In disparte nel lato destro del dipinto possiamo notare Agamennone che in dimostranza del suo dolore per l’imminente perdita della figlia, si copre il volto con un mantello rosso.
Il lieto fine
Intento in questo atto è l’unico a non notare ciò che nel frattempo sta per accadere, mentre gli altri presenti girano tutti lo sguardo verso la scena: una vaporosa nube rosacea, la cui illusione sembra superare ogni limite architettonico, sta avanzando verso il luogo del sacrificio, sulla quale possiamo vedere due amorini che conducono la cerbiatta divina che, come inaspettato lieto fine, per volere della dea Diana verrà sacrificata al posto di Ifigenia.
Così la fanciulla è salva e sullo sfondo grandi stendardi rossi vengono agitati alla partenza delle navi che finalmente possono salpare.
Stile rococò
La struttura compositiva presenta leggeri chiaroscuri creatisi attraverso ombre colorate che donano leggerezza alle figure e un delicato gioco cromatico, con la luce diffusa sempre assoluta protagonista e con il colore freddo del cielo che esalta, per contrasto, le tinte invece più calde delle vesti dei personaggi.
Questa opera si può dire sia una suprema sintesi dello stile rococò del pittore veneziano.
Domande da interrogazione
- Qual è il tema principale degli affreschi di Villa Valmarana realizzati da Tiepolo?

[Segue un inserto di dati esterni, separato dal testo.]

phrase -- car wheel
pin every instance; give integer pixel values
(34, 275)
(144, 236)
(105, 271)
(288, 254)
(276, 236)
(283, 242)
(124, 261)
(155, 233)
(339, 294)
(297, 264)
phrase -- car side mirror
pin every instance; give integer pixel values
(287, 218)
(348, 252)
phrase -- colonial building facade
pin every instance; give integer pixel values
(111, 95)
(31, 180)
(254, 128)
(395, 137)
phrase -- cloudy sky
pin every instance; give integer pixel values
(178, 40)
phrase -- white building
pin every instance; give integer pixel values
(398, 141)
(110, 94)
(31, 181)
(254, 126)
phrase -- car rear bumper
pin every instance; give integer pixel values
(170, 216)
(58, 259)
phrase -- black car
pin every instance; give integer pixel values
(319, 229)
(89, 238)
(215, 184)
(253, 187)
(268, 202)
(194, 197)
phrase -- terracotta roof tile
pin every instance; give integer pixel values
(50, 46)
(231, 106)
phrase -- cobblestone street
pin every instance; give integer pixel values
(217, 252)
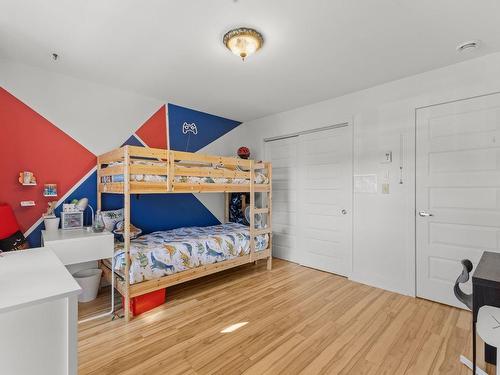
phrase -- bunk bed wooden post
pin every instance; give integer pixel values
(226, 207)
(252, 210)
(170, 170)
(270, 214)
(98, 208)
(126, 232)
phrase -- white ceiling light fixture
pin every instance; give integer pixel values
(243, 41)
(470, 45)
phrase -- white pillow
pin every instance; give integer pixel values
(110, 218)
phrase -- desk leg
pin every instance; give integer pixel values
(490, 354)
(473, 347)
(111, 312)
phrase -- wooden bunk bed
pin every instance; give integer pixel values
(182, 172)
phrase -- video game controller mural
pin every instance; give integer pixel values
(192, 130)
(189, 130)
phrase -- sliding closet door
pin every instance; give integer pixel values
(325, 200)
(283, 155)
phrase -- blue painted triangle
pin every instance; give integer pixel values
(202, 128)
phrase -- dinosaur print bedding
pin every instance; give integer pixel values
(167, 252)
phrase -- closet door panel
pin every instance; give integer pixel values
(325, 200)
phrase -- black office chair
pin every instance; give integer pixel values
(466, 299)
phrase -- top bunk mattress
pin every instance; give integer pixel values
(164, 253)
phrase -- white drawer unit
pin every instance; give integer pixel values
(79, 245)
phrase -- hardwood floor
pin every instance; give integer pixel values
(298, 321)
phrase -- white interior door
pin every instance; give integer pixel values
(282, 154)
(325, 200)
(457, 191)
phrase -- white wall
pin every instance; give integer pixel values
(97, 116)
(384, 234)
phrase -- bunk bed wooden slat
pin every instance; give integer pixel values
(189, 156)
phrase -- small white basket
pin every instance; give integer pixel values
(89, 281)
(51, 223)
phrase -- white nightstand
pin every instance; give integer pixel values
(74, 246)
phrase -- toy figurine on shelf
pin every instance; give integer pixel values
(50, 209)
(27, 178)
(50, 190)
(244, 152)
(50, 219)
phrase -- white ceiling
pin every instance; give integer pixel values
(314, 49)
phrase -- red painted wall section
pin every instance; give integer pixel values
(154, 131)
(29, 142)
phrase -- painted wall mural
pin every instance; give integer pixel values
(30, 142)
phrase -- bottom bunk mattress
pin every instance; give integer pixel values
(164, 253)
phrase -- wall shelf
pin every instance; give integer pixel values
(27, 203)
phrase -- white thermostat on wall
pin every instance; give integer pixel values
(387, 158)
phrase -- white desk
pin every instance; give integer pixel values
(74, 246)
(79, 245)
(38, 314)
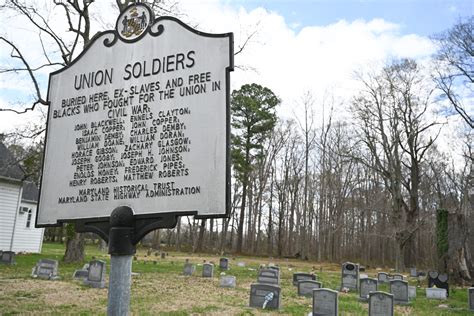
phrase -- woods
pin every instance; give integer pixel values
(316, 187)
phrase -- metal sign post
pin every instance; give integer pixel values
(139, 124)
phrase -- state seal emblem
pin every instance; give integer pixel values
(133, 22)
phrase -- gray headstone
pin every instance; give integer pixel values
(470, 296)
(301, 276)
(382, 277)
(228, 281)
(189, 269)
(7, 257)
(380, 304)
(397, 276)
(268, 276)
(325, 302)
(224, 263)
(367, 285)
(306, 287)
(207, 270)
(80, 274)
(350, 276)
(266, 296)
(399, 289)
(46, 269)
(436, 293)
(96, 277)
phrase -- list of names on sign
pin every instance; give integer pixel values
(139, 125)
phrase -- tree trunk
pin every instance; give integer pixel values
(459, 256)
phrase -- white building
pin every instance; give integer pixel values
(18, 204)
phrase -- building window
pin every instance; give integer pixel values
(28, 219)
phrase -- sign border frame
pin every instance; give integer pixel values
(107, 43)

- Come è rappresentato il sacrificio di Ifigenia nell'affresco di Tiepolo?
- Qual è l'elemento sorprendente che cambia l'esito del sacrificio di Ifigenia?
- Quali caratteristiche stilistiche definiscono l'opera di Tiepolo in questo contesto?

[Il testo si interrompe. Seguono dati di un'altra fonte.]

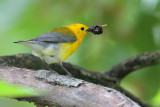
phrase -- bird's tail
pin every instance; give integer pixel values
(19, 41)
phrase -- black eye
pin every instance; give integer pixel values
(82, 28)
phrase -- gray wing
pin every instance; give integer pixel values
(55, 37)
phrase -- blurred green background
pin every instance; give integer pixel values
(133, 28)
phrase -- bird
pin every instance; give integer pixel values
(58, 44)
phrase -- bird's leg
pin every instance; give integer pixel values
(69, 74)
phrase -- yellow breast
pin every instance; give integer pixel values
(67, 49)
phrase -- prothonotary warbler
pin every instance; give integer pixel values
(58, 44)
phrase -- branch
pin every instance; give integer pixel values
(83, 94)
(31, 62)
(122, 69)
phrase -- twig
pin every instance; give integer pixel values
(83, 95)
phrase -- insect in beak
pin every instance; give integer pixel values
(96, 29)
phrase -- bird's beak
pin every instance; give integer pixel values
(89, 29)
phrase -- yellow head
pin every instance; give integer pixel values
(78, 29)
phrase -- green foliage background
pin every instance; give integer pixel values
(133, 28)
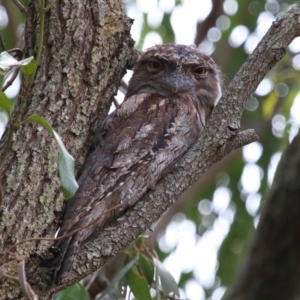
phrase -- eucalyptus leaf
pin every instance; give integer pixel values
(74, 292)
(5, 103)
(30, 68)
(115, 281)
(7, 61)
(168, 283)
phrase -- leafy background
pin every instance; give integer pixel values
(203, 237)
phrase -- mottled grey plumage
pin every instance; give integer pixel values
(170, 96)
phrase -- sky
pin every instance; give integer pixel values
(188, 250)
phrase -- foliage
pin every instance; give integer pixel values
(206, 207)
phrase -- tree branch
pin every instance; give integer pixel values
(220, 137)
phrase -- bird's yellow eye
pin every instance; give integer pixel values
(200, 70)
(154, 65)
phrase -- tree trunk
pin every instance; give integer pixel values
(85, 50)
(86, 47)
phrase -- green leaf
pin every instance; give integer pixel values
(29, 68)
(115, 281)
(138, 285)
(147, 268)
(66, 163)
(168, 283)
(8, 62)
(5, 103)
(74, 292)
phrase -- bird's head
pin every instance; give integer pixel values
(176, 69)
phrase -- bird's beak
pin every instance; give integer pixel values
(176, 83)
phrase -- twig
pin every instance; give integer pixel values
(20, 6)
(17, 51)
(116, 103)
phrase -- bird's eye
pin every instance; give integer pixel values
(200, 70)
(154, 65)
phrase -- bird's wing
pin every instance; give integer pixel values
(130, 159)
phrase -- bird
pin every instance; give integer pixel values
(171, 95)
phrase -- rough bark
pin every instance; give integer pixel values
(271, 269)
(68, 92)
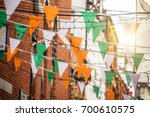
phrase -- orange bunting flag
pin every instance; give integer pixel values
(81, 55)
(86, 71)
(51, 13)
(9, 55)
(110, 95)
(87, 74)
(66, 81)
(17, 62)
(81, 70)
(34, 21)
(76, 42)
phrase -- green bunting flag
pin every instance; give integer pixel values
(38, 59)
(128, 77)
(89, 18)
(20, 29)
(97, 27)
(2, 54)
(56, 66)
(50, 76)
(40, 49)
(96, 90)
(3, 18)
(109, 77)
(103, 46)
(137, 59)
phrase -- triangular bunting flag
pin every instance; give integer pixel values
(37, 59)
(62, 67)
(40, 49)
(97, 27)
(3, 18)
(81, 86)
(126, 97)
(66, 81)
(81, 70)
(50, 76)
(86, 71)
(81, 55)
(110, 95)
(137, 59)
(87, 74)
(96, 90)
(13, 44)
(51, 13)
(89, 18)
(109, 77)
(109, 57)
(10, 6)
(56, 66)
(20, 29)
(65, 41)
(135, 79)
(64, 27)
(17, 62)
(34, 21)
(103, 46)
(33, 66)
(48, 36)
(2, 54)
(128, 77)
(76, 42)
(9, 55)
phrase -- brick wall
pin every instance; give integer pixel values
(21, 79)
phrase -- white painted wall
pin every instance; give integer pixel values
(92, 57)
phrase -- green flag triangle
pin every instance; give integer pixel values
(96, 90)
(97, 27)
(20, 29)
(109, 77)
(2, 54)
(38, 59)
(103, 46)
(56, 66)
(128, 77)
(137, 59)
(40, 49)
(3, 18)
(89, 18)
(50, 76)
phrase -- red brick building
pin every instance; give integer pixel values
(21, 84)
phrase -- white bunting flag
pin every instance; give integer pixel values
(62, 67)
(13, 44)
(109, 57)
(103, 73)
(126, 97)
(10, 6)
(81, 86)
(33, 66)
(135, 79)
(48, 36)
(65, 40)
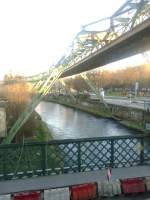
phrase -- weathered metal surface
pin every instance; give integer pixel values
(69, 156)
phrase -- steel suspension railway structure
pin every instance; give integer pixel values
(125, 33)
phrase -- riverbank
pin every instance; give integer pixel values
(102, 112)
(41, 131)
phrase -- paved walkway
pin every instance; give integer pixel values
(57, 181)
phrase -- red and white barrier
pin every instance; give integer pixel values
(5, 197)
(27, 196)
(132, 186)
(84, 192)
(147, 183)
(109, 188)
(57, 194)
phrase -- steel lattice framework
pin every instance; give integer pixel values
(98, 34)
(91, 38)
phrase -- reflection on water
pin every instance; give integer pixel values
(68, 123)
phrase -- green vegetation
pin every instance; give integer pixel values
(118, 82)
(133, 125)
(18, 94)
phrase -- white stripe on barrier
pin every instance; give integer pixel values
(5, 197)
(57, 194)
(109, 188)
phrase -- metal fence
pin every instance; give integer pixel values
(75, 155)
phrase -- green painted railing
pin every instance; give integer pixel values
(75, 155)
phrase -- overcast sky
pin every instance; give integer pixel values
(35, 33)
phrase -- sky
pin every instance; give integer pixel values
(34, 34)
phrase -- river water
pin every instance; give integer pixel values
(68, 123)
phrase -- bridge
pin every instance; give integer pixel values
(127, 34)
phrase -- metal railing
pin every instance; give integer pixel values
(73, 155)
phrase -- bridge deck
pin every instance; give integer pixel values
(57, 181)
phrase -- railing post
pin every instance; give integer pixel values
(44, 158)
(79, 157)
(112, 153)
(141, 151)
(4, 163)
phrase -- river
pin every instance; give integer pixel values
(68, 123)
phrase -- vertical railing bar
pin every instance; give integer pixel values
(44, 158)
(112, 153)
(79, 157)
(141, 151)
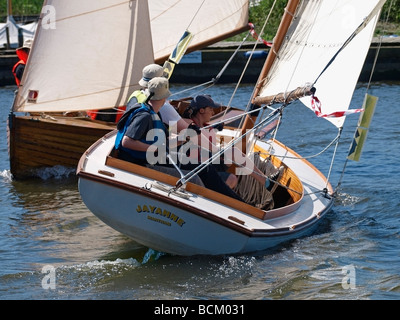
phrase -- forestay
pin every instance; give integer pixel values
(318, 32)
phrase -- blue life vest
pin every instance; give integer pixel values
(157, 124)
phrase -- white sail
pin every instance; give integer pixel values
(320, 29)
(209, 21)
(86, 55)
(94, 56)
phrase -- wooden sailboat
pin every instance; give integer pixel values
(89, 56)
(317, 48)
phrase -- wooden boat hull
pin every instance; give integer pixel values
(35, 142)
(193, 223)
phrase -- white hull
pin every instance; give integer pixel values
(194, 225)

Gli affreschi di Villa Valmarana, commissionati da Giustino Valmarana, presentano scene d'amore tratte dai poemi di Omero, Virgilio, Ariosto e Tasso, con particolare attenzione al "Sacrificio di Ifigenia" nella sala principale.
Tiepolo inserisce la scena del sacrificio all'interno di un porticato dipinto, evidenziando la teatralità del momento, con il sacerdote Calcante pronto a sacrificare Ifigenia, mentre Agamennone esprime il suo dolore coprendosi il volto.
Un lieto fine si manifesta con l'arrivo di una nube rosacea che porta una cerbiatta divina, che, per volere della dea Diana, viene sacrificata al posto di Ifigenia, salvando così la giovane.
L'opera presenta uno stile rococò, con leggeri chiaroscuri, un delicato gioco cromatico e una luce diffusa che esalta le figure, creando un contrasto tra il colore freddo del cielo e le tinte calde delle vesti dei personaggi.